Делия слегка замялась.
– Милли… вы Милли Хантер совсем не берете в подозреваемые?
Кармайн резко вздернул голову, словно кто – то ударил его под дых.
– Конечно, Диле, беру.
– Она могла совершить все три, Кармайн. Она знала, что Джон в городе, потому что он навестил ее с Джимом на Стейт – стрит, и могла поджидать его прямо перед заходом в кабинет Макса. Она могла всыпать яд в графин Эмили, и скажи мне, кто лучше ее подменил бы витамин В 12? Тетродотоксин принадлежал ей.
– Тогда почему же она сразу заявила о его похищении? И знала ли она – или Джим, в равной степени – о проблемах Тинкермана с перевариванием В 12? – спросил Кармайн.
– Позвольте мне встретиться с миссис Тинкерман? – попросила Делия.
– Конечно, когда захочешь. – Кармайн встал. – Думаю, пришла пора поговорить с деканом Вейнфлитом.
– Это кто?
– Декан факультета богословия и потому – бывший босс Тинкермана.
«Если бы я чем и могла попенять Кармайну Дельмонико, – думала Делия, направляя машину в Басквош, – то только его ошибкой признать, что некоторых женщин следует расспрашивать женщине – мне! Когда миссис Тинкерман рассказала ему о В 12, Кармайн стоял уже в дверях. Я же осталась бы поболтать за чашечкой чая: зачастую у тех, кто выпустил одну взрывную новость, припрятана еще парочка подобных. Миссис Тинкерман кажется мне женщиной как минимум двух взрывных новостей».
И хотя Делия никогда прежде не приглядывалась к миссис Тинкерман, лишь один взгляд на нее поведал, что выходные в размышлении о будущем плюс четверть миллиона долларов в распоряжении и минус муж сильно изменили эту леди к лучшему. Домашняя химическая завивка никуда не делась, как и одежда собственного изготовления, но теперь ее карие глаза сверкали, а тревожные морщины на лице разгладились. Делия могла поклясться, что неделю назад глаза этой женщины были тусклыми, а лицо – сморщенным.
– Надеюсь, я не помешала? – спросила Делия, сделав свой шикарный оксфордский акцент более явным. – Мне необходимо прояснить пару вопросов.
Ничто не могло испугать миссис Тинкерман теперь, когда Том был мертв. Она улыбнулась.

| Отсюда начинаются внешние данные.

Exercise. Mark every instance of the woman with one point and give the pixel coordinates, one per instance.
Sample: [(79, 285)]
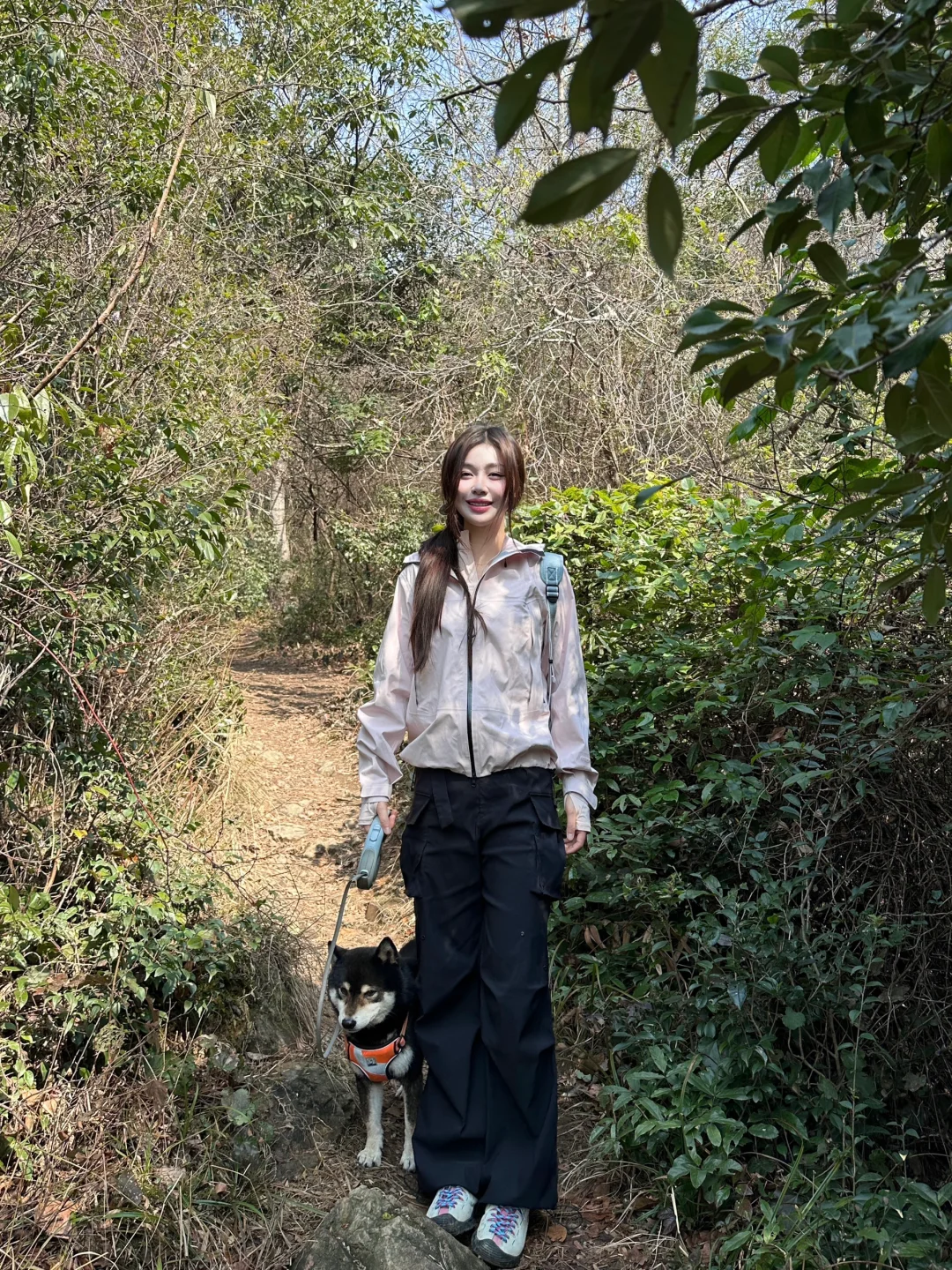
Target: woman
[(465, 671)]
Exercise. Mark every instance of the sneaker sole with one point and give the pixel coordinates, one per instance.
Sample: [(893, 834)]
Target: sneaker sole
[(490, 1252), (452, 1226)]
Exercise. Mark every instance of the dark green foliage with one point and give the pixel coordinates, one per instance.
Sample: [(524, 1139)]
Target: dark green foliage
[(762, 921), (851, 124)]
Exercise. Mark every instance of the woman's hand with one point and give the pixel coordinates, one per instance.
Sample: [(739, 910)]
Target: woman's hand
[(386, 816), (576, 837)]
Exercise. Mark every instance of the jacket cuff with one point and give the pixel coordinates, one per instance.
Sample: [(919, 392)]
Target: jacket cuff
[(583, 811), (574, 782), (368, 810)]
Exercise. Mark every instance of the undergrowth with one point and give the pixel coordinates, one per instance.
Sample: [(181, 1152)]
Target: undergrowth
[(758, 938)]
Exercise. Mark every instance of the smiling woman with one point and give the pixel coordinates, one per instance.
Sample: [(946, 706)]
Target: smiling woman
[(492, 695)]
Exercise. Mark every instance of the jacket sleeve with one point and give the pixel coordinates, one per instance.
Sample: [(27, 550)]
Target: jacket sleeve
[(569, 705), (383, 719)]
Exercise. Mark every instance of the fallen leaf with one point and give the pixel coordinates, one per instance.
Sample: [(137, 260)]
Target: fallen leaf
[(52, 1215), (169, 1177)]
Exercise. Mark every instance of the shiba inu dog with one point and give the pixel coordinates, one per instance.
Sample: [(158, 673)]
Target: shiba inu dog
[(374, 992)]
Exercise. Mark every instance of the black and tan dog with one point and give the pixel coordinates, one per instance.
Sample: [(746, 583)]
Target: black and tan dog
[(375, 995)]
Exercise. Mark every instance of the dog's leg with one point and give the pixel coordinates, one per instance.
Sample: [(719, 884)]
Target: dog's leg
[(412, 1102), (372, 1105)]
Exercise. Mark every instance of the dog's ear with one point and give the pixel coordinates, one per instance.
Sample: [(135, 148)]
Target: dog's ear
[(386, 952)]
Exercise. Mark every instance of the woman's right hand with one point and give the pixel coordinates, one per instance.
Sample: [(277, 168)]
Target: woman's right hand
[(386, 816)]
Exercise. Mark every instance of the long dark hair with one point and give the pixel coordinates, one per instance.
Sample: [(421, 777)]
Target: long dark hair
[(439, 556)]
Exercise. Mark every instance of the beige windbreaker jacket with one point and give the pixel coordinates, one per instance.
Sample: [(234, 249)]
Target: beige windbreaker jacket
[(501, 713)]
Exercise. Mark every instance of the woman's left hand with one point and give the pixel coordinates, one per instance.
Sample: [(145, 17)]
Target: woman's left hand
[(574, 837)]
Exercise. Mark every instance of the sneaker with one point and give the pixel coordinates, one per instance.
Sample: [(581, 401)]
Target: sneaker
[(502, 1235), (453, 1209)]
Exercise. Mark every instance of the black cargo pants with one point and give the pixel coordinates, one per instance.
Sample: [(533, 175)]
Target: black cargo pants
[(482, 862)]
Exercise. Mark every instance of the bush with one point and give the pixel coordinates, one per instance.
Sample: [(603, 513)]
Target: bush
[(761, 927)]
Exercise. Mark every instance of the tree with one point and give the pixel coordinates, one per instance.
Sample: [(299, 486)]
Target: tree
[(847, 121)]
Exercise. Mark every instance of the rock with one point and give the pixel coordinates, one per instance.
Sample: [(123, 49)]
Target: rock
[(374, 1231), (287, 832), (309, 1105)]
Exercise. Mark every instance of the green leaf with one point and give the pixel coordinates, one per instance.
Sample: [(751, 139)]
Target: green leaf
[(669, 78), (666, 225), (781, 64), (746, 372), (938, 153), (918, 348), (828, 263), (517, 98), (779, 143), (484, 19), (721, 81), (577, 185), (617, 48), (834, 201), (934, 395), (933, 594), (738, 1241), (896, 407), (649, 492), (866, 122)]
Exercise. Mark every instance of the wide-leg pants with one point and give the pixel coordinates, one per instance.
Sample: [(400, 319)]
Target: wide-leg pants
[(482, 860)]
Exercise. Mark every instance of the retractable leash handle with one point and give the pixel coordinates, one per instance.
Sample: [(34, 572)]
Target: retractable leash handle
[(365, 877), (368, 865), (553, 569)]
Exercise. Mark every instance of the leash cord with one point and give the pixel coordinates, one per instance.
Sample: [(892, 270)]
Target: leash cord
[(331, 950)]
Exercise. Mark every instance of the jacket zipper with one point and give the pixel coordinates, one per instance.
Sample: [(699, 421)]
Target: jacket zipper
[(469, 666)]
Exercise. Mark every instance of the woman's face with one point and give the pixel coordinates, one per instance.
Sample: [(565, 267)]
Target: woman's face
[(480, 496)]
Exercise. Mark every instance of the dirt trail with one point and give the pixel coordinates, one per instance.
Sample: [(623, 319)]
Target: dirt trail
[(294, 796), (292, 807)]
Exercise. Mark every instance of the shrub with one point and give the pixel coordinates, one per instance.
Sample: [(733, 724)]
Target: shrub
[(761, 927)]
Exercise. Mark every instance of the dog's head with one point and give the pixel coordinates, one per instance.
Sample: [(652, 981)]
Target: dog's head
[(365, 984)]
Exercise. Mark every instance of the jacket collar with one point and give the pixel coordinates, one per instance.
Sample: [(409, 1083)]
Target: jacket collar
[(510, 548)]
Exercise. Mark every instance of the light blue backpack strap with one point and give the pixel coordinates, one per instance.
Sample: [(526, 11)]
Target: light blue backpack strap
[(553, 568)]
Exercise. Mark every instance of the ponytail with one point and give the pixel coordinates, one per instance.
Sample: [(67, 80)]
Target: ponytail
[(439, 556)]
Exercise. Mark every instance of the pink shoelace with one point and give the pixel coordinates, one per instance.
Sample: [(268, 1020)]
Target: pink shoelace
[(504, 1223), (449, 1198)]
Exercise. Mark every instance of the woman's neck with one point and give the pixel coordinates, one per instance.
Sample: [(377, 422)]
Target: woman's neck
[(485, 542)]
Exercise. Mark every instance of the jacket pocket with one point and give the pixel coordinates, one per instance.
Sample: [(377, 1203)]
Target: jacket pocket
[(550, 848), (413, 846)]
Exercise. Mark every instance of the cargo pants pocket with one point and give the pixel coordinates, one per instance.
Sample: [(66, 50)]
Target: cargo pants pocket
[(550, 848)]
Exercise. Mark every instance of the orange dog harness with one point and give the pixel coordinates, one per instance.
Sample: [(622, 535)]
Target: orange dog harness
[(374, 1065)]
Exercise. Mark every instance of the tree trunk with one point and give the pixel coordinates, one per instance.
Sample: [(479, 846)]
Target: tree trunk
[(279, 511)]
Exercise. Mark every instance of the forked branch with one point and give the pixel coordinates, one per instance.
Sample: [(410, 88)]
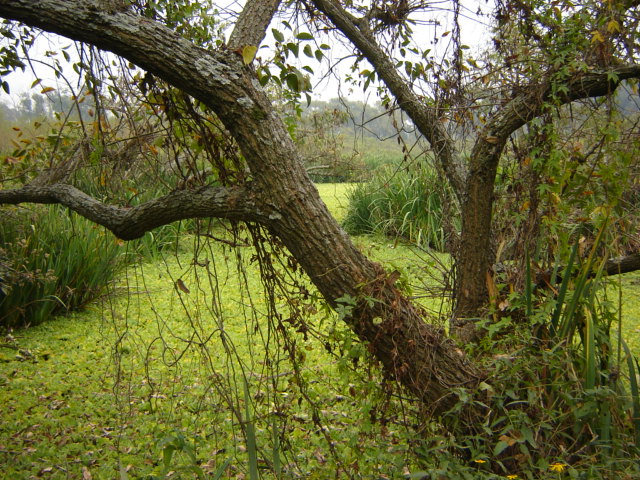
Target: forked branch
[(233, 203)]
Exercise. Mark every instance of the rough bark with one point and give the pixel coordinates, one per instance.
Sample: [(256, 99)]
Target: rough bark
[(280, 195), (252, 23), (473, 183), (474, 257)]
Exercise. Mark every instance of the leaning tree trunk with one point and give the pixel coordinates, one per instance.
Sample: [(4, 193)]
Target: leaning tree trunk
[(280, 195)]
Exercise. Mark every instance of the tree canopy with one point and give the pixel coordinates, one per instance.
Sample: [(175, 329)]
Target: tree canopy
[(538, 106)]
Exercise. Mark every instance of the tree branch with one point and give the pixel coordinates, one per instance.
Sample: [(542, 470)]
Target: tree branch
[(235, 203), (252, 23), (531, 103), (424, 117)]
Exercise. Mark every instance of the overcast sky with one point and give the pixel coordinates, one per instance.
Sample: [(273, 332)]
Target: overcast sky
[(426, 35)]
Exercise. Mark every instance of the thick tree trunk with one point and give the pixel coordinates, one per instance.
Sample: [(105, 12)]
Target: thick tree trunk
[(280, 195)]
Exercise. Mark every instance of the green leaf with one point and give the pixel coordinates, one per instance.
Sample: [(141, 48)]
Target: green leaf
[(277, 34), (499, 448), (308, 51), (293, 82)]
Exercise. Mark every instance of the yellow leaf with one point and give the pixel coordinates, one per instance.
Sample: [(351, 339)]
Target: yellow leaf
[(613, 27), (249, 53), (596, 37)]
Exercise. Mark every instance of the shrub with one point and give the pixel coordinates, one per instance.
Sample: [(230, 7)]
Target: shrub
[(51, 261), (409, 203)]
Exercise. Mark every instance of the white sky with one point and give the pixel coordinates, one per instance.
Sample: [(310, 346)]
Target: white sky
[(472, 33)]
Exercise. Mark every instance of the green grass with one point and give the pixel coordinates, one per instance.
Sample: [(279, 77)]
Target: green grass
[(154, 376)]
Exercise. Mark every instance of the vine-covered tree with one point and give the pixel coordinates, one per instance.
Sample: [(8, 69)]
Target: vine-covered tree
[(470, 111)]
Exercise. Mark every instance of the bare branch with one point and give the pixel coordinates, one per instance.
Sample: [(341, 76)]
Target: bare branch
[(233, 203), (531, 103), (253, 22), (424, 117)]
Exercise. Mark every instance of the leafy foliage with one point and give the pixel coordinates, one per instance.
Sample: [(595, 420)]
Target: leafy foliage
[(52, 262)]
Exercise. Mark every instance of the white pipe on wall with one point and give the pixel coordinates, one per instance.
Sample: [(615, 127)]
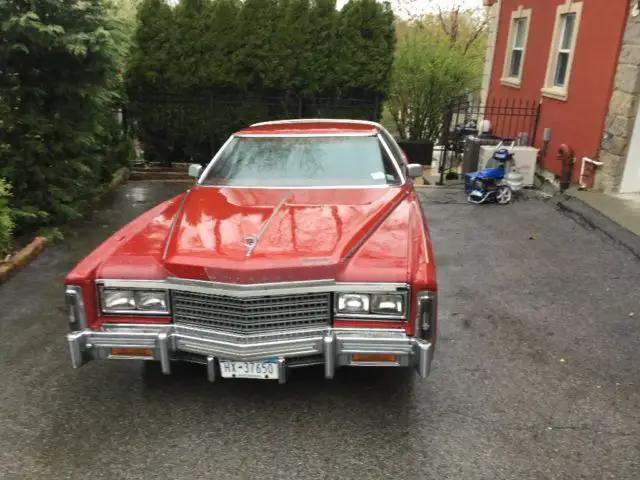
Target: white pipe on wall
[(586, 160)]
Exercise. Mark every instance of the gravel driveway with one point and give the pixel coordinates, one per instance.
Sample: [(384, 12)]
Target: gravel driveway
[(537, 373)]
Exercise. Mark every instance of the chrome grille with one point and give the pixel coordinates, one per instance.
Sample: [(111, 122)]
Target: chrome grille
[(251, 314)]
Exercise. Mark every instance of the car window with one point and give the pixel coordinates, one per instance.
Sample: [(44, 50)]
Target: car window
[(392, 144), (303, 161)]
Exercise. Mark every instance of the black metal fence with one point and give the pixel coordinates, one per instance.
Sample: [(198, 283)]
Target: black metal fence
[(510, 119), (177, 127)]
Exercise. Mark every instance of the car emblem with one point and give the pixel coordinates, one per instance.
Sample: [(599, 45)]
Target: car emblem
[(250, 242)]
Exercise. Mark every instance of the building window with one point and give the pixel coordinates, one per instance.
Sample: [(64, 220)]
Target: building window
[(563, 47), (516, 46)]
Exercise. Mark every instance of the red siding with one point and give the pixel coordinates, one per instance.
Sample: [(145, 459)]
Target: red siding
[(578, 121)]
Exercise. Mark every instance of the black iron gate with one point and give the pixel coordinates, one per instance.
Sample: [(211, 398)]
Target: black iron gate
[(510, 119)]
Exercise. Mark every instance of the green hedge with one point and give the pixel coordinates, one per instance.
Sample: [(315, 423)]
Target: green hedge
[(59, 88), (204, 68)]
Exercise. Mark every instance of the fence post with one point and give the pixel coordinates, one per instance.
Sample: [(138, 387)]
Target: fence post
[(444, 141), (376, 105), (123, 121), (212, 133), (535, 123)]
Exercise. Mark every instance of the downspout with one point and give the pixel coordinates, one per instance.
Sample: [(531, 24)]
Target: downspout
[(586, 160)]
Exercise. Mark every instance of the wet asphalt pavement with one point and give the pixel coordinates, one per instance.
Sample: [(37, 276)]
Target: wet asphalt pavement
[(537, 373)]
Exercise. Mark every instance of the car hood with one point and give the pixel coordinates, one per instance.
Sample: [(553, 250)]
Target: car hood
[(257, 235)]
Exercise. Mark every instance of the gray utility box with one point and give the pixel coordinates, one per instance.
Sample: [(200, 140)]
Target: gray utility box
[(471, 154)]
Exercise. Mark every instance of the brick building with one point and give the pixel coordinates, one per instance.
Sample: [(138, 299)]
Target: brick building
[(581, 59)]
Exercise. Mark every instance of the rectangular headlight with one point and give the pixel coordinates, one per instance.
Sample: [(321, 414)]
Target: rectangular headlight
[(374, 305), (134, 301), (387, 304), (354, 303)]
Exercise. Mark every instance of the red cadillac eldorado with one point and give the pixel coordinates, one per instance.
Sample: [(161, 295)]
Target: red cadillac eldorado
[(301, 243)]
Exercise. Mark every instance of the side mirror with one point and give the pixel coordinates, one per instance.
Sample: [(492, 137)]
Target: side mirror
[(195, 170), (414, 170)]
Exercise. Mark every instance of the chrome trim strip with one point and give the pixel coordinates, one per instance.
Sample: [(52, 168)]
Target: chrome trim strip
[(163, 347), (317, 120), (403, 179), (310, 187), (424, 355), (211, 368), (375, 317), (76, 344), (75, 304), (254, 289), (282, 370), (329, 355), (173, 224), (425, 300), (266, 224), (333, 345), (305, 134), (395, 160), (206, 169), (373, 229)]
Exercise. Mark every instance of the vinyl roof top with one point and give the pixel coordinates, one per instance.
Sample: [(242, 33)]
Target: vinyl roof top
[(312, 126)]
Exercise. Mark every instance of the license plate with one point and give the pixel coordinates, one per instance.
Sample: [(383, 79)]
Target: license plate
[(265, 369)]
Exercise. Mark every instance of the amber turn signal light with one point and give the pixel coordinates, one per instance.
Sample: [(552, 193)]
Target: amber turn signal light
[(373, 357), (132, 352)]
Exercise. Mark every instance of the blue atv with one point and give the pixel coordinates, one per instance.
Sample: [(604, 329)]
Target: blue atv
[(489, 184)]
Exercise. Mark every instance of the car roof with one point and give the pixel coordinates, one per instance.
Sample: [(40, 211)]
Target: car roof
[(312, 126)]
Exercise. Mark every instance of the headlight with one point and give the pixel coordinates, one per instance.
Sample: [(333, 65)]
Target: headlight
[(353, 303), (371, 304), (388, 304), (134, 301)]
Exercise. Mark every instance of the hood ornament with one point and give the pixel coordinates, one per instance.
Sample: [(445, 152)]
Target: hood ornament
[(250, 242)]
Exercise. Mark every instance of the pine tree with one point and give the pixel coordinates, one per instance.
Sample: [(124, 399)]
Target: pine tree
[(58, 73)]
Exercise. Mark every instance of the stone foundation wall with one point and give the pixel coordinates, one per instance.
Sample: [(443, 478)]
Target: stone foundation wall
[(623, 107)]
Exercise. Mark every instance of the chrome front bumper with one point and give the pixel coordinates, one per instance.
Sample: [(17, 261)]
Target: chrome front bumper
[(332, 347)]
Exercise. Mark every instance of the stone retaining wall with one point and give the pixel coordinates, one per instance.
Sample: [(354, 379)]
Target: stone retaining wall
[(623, 107)]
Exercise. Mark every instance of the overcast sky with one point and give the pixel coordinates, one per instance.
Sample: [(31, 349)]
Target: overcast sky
[(422, 6), (401, 7)]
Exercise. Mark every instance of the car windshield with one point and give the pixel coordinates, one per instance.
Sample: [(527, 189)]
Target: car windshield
[(331, 161)]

– Чаю? – спросила женщина, обратив внимание на акцент.
– О, прекрасно! С удовольствием. – Делия оглядела кухню. – Как вы здесь уютно все устроили. Явсегда считала, что из всех комнат дома именно кухня лучше всего раскрывает сущность хозяйки. Какой выбор! Твинингс![37]37
Старейшая английская компания, специализирующаяся на производстве и продаже чая.
[Закрыть] «Эрл Грей», спасибо.
Стол, который Делия так хотела увидеть, уже был освобожден от принадлежностей для шитья, упомянутых Кармайном. Сев на стул, она принялась ждать хозяйку с чаем.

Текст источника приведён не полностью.